She doesn’t smell like unnatural rotten roses, either. A welcome change from having to dart for cover at not just the motions, but the stenches that accompany the others that appear from time to time.
This human is behind the border-shubs, beating an ornate rug that hangs over the fence with a home-tied broom. Huge clouds of dust shake from it with each hit, settling in a thin film on the leaves and grass around her.
She stops for a moment to press her palm to her forehead, then turns over her shoulder and coughs into her arm.
When she begins again, it’s with a sharp WHOP.
He jumps a bit, but only on instinct. However—
A few feet from where he settles back atop the sunning-rock, there’s a scuffle and a sharp splash. Then thrashing—waster swashing about with little churns and splishes.
It’s not the way of lizards to think of doing anything when one falls into the water. There were several basins for fish and to catch water off the roof for the garden—they simply had to not fall into them, not drown. There was little recourse for if they did. What could another lizard do, really? Fall in after them? Best to let them try to climb out if they could.
The girl hears the splashing. She stares at the water pot for a moment.
Then, she places her broom carefully on the ground and comes closer.
Closer. His heart speeds up. He skitters to the safety of a plant with low-hanging leaves—
—and then watches as she walks past his hiding place, peers into the basin, and reaches in.
Her hand comes up dripping wet, a very startled lizard still as a statue clinging to her fingers.
“Are you the same one I always find here?” she asks with a chiding little smile. “Or do all of you enjoy swimming?”
When she places her hand on the soft spring grass, the lizard darts off of it and into the underbrush. It doesn’t go as far as it could, though—something about this girl makes both of them want to stand still and wait for what she’ll do next.

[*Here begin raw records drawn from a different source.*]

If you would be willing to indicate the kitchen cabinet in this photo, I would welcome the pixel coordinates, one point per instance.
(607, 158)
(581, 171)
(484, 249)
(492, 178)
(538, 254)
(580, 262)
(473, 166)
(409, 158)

The girl just watches it go. She lets out a strange sound—a weary laugh, perhaps—and turns back to her peculiar chore.
A song trails through the old house—under the floorboards—through the walls—into the garden, beneath the undergrowth—and lures them out of hiding.
It isn’t an audible song, not like that of the birds in the summer trees or the ashen-girl murmuring beautiful sounds to herself in the lonely hours. This one was silent. Yet, it reached deep down into their souls and said come out, please—the one who helped you needs your help.
It didn’t require any thought, no more than eat or sleep or run did.
In chains of silver and grey, all the mice who hear it converge, twenty-four tiny feet pattering along the wood in the walls. The rat joins them, but they are not afraid.
When they emerge from a hole out into the open air, the soft slip-slap of more feet surround them. Six lizards scurry from the bushes, some gleaming wet as if they’d just escaped the water trough or run through the birdbath themselves.
As a strange little hoard, they approach the kind girl. Beside her is a tall woman wearing white and silver and gold.
The girl—holding a large, round pumpkin—looks surprised to see them here. The woman is smiling.
“Set the pumpkin on the drive,” the woman says, a soft gleam in her eye. “The rest of you, line up, please.”
Bemused, but with a heartbeat fast enough for them to notice, the girl gingerly places the pumpkin on the stone of the drive. It’s natural for them, somehow, to follow—the mice line in pairs in front of it, the rat hops on top of it, and the lizards all stand beside.
“What are they doing?” asks the girl—and there’s curiosity and gingerness in her tone, like she doesn’t believe such a sight is wrong, but is worried it might be.
The older woman laughs kindly, and a feeling like blinking hard comes over the world.
It’s then—then, in that flash of darkness that turns to dazzling light, that something about them changes.
“Oh!” exclaims the girl, and they open their eyes. “Oh! They’re—“
They’re different.
The mice aren’t mice at all—and suddenly they wonder if they ever were, or if it was an odd dream.
They’re horses, steel grey and sleek-haired with with silky brown manes and tails. Their harnesses are ornate and stylish, their hooves polished and dark.
Instead of a rat, there’s a stout man in fine livery, with whiskers dark and smart as ever. He wears a fine cap with a familiar white feather, and the gleam in his eye is surprised.
“Well,” he says, examining his hands and the cuffs of his sleeves, “I suppose I won’t be wanting for adventure now.”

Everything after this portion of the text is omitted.